Certain resources are non-renewable and some renew very slowly. Other materials are not naturally occurring or may be rare. Some materials are damaging to the environment or health if disposed of as waste. Substances needed regularly must be used again and again over time. The cycles which bring the needed materials back for reuse must either occur naturally, like the cycles of water and carbon, or they must be maintained through mindful recycling programs.
All countries produce large quantities of agricultural and industrial wastes as well as growing quantities of consumer wastes, none of which are adequately utilized. Common recyclable materials include engine and lubricating oils, plastics, paper, clothes and rags and organic rubbish for use as compost. Any precious, expensive, toxic and hazardous materials are also natural candidates for recycling.
For recycling to offer true environmental benefits, whatever the material involved, a number of factors must be taken into account. Most broadly, the resources used to collect, sort and recycle must be less than those used to produce virgin material. In practice this means (1) post-use waste must be easily collected and sorted; (2) the recycling process itself does not required excessive use of resources to produce recyclate.
Recycling replaces virgin materials in the manufacturing process. For example, recycling aluminium is 95% more efficient than using virgin aluminium, recycling plastic is 85% more efficient, paper 50%, and glass 40%. But the recycling process still consumes energy (and other resources), and costs money. And for many materials, particularly plastic and to some extent paper, recycling is also a downgrading process. These materials can only be recycled a certain number of times before they degrade beyond all use, and generally then end up in landfill. At this point, they can’t be recovered for waste to energy.
In the last decade, recycling rates of many materials have increased substantially in developed countries. Recycling in many developing countries depends foremost on collection by many scavengers along city streets and at dumps. Thus, whilst less than one percent of officially collected municipal solid waste (MCW) in Brazil is recycled, its industry association figures show that 30% of apparent paper consumption is recycled, 49% of its aluminium cans, 20% of glass containers and 20% of plastic soft drink bottles. Outside Western Europe, The USA and Canada, Brazil has the largest number of so called curbside collection programmes.

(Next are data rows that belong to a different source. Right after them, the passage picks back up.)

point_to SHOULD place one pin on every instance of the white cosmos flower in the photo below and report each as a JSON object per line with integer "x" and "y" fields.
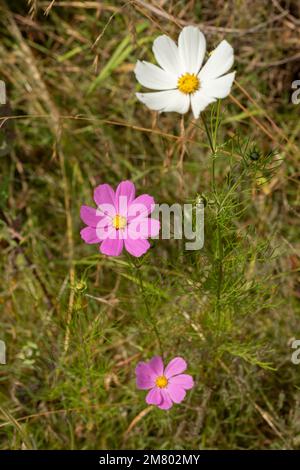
{"x": 181, "y": 79}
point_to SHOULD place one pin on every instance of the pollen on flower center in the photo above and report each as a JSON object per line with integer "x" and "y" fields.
{"x": 161, "y": 381}
{"x": 119, "y": 222}
{"x": 188, "y": 83}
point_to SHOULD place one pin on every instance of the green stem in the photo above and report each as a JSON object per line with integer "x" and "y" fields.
{"x": 146, "y": 303}
{"x": 219, "y": 248}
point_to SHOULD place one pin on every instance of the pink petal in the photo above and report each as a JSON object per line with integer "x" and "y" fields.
{"x": 166, "y": 403}
{"x": 143, "y": 228}
{"x": 183, "y": 380}
{"x": 157, "y": 365}
{"x": 89, "y": 216}
{"x": 136, "y": 248}
{"x": 89, "y": 235}
{"x": 125, "y": 194}
{"x": 112, "y": 247}
{"x": 176, "y": 366}
{"x": 142, "y": 205}
{"x": 105, "y": 195}
{"x": 145, "y": 377}
{"x": 176, "y": 393}
{"x": 154, "y": 397}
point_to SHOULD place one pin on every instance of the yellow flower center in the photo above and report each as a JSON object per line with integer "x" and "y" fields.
{"x": 161, "y": 381}
{"x": 119, "y": 222}
{"x": 188, "y": 83}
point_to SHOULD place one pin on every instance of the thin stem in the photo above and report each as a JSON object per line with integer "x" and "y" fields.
{"x": 212, "y": 138}
{"x": 146, "y": 303}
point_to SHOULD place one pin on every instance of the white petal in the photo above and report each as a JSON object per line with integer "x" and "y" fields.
{"x": 167, "y": 55}
{"x": 168, "y": 101}
{"x": 218, "y": 87}
{"x": 154, "y": 77}
{"x": 220, "y": 61}
{"x": 191, "y": 46}
{"x": 199, "y": 101}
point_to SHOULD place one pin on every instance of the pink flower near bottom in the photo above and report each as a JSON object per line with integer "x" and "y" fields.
{"x": 120, "y": 220}
{"x": 167, "y": 385}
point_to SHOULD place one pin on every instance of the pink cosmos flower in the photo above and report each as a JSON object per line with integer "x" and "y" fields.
{"x": 167, "y": 385}
{"x": 120, "y": 219}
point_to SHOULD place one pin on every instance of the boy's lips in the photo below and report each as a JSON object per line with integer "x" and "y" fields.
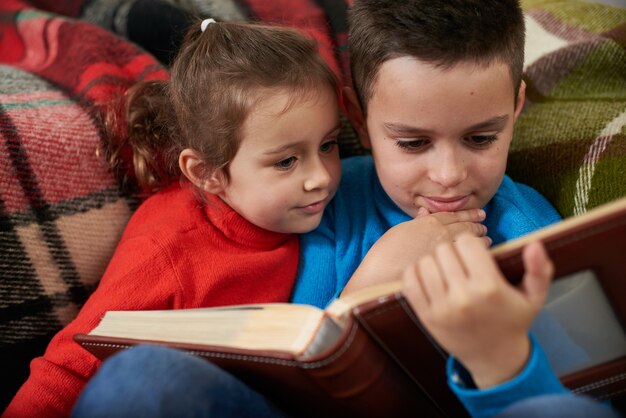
{"x": 445, "y": 204}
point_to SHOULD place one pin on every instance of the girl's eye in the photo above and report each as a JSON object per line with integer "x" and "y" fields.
{"x": 481, "y": 141}
{"x": 327, "y": 147}
{"x": 415, "y": 145}
{"x": 285, "y": 164}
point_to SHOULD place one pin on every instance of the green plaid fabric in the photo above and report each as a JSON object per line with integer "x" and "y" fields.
{"x": 569, "y": 141}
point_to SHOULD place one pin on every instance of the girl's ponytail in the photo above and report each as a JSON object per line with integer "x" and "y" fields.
{"x": 140, "y": 134}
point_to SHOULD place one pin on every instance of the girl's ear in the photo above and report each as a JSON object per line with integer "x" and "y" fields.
{"x": 521, "y": 97}
{"x": 193, "y": 167}
{"x": 355, "y": 116}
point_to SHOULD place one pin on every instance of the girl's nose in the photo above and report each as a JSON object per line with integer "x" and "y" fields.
{"x": 318, "y": 177}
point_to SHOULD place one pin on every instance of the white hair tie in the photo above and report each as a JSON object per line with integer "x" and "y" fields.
{"x": 205, "y": 23}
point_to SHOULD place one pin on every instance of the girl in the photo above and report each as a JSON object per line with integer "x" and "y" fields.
{"x": 250, "y": 119}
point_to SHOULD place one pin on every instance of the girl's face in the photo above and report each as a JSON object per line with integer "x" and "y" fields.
{"x": 287, "y": 167}
{"x": 440, "y": 137}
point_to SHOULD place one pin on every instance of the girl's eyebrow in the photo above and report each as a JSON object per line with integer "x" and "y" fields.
{"x": 282, "y": 148}
{"x": 497, "y": 123}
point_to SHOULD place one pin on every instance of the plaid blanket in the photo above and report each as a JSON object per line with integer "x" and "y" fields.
{"x": 570, "y": 140}
{"x": 61, "y": 62}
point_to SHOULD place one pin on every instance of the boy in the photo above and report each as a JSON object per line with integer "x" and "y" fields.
{"x": 438, "y": 89}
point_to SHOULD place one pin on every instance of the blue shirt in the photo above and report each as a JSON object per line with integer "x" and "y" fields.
{"x": 361, "y": 212}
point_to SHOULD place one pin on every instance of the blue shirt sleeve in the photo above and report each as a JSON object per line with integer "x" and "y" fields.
{"x": 516, "y": 210}
{"x": 537, "y": 378}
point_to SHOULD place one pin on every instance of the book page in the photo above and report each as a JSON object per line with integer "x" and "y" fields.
{"x": 279, "y": 326}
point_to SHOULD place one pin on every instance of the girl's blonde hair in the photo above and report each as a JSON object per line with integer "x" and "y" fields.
{"x": 215, "y": 80}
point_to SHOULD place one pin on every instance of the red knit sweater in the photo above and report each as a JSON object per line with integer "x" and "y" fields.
{"x": 176, "y": 253}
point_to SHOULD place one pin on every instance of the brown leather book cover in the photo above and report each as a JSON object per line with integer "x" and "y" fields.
{"x": 385, "y": 364}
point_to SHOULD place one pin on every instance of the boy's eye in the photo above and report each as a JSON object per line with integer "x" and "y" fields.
{"x": 285, "y": 164}
{"x": 414, "y": 145}
{"x": 480, "y": 141}
{"x": 328, "y": 146}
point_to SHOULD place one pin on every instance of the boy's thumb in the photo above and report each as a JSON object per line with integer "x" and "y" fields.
{"x": 538, "y": 273}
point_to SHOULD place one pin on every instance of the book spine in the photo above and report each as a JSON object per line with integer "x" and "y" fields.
{"x": 396, "y": 329}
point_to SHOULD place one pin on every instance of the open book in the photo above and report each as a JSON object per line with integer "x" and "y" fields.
{"x": 367, "y": 354}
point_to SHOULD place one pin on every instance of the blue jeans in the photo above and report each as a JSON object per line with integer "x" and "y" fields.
{"x": 154, "y": 381}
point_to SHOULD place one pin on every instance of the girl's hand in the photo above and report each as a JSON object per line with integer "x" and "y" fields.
{"x": 407, "y": 242}
{"x": 461, "y": 297}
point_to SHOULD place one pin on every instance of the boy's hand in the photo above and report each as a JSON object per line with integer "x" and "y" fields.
{"x": 407, "y": 242}
{"x": 467, "y": 305}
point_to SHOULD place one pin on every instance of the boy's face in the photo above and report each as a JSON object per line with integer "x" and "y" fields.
{"x": 287, "y": 168}
{"x": 440, "y": 137}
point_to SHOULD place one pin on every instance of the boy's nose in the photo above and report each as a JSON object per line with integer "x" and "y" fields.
{"x": 318, "y": 177}
{"x": 448, "y": 171}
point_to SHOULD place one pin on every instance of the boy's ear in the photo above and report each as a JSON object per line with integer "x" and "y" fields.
{"x": 193, "y": 167}
{"x": 355, "y": 116}
{"x": 521, "y": 97}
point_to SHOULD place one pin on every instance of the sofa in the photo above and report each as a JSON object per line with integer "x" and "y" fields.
{"x": 62, "y": 210}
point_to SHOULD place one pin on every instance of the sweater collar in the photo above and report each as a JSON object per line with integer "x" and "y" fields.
{"x": 238, "y": 229}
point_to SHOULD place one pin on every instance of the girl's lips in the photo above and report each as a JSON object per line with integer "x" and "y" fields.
{"x": 444, "y": 204}
{"x": 314, "y": 207}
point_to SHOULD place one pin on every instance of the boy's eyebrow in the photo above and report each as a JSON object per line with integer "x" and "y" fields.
{"x": 497, "y": 122}
{"x": 284, "y": 147}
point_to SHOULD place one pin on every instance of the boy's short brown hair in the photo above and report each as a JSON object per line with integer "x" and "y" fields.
{"x": 441, "y": 32}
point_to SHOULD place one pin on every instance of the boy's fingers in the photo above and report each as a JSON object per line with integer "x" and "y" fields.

Developing countries cannot continue to depend infinitely on many of the raw materials that are currently used. Products from the petrochemical industry used as adhesives and binders in the production of increasing numbers of building materials, for example, are becoming too expensive to be used for low-cost construction in many areas. While these limitations affect developed and developing countries equally, ways have not yet been found to utilize fully the enormous amounts of waste produced as substitutes for the expensive imports.
Recycling is just another form of materialism. It simply represents an obsession with excretion as opposed to consumption.